Christophe Guilluy-Les Français, contrairement à ce que disent les élites, ont une analyse très fine de ce qu’est devenue la société française parce qu’ils la vivent dans leur chair. Cela fait trente ans qu’on leur dit qu’ils vont bénéficier, eux aussi, de la mondialisation et du multiculturalisme alors même qu’ils en sont exclus. Le diagnostic des classes populaires est rationnel, pertinent et surtout, c’est celui de la majorité. Bien évidemment, le FN ne capte pas toutes les classes populaires.
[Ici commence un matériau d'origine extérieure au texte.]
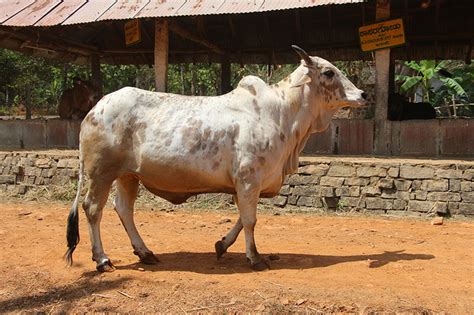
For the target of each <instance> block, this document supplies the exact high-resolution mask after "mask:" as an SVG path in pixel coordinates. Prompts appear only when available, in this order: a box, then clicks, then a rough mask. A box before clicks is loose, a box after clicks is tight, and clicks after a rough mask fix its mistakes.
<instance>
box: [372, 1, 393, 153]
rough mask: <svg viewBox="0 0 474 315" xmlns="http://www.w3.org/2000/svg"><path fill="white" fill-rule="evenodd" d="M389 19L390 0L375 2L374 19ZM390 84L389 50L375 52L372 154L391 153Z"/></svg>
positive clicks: (379, 50)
La majorité se réfugie dans l’abstention.

  • Vous avancez aussi l’idée que la question culturelle et identitaire prend une place prépondérante.
Christophe Guilluy-Les Français se sont rendu compte que la question sociale a été abandonnée par les classes dirigeantes de droite et de gauche. Cette intuition les amène à penser que dans ce modèle qui ne les intègre plus ni économiquement ni socialement, la question culturelle et identitaire leur apparaît désormais comme essentielle. Cette question chez les électeurs FN est rarement connectée à ce qu’il se passe en banlieue. Or il y a un lien absolu entre la montée de la question identitaire dans les classes populaires « blanches » et l’islamisation des banlieues.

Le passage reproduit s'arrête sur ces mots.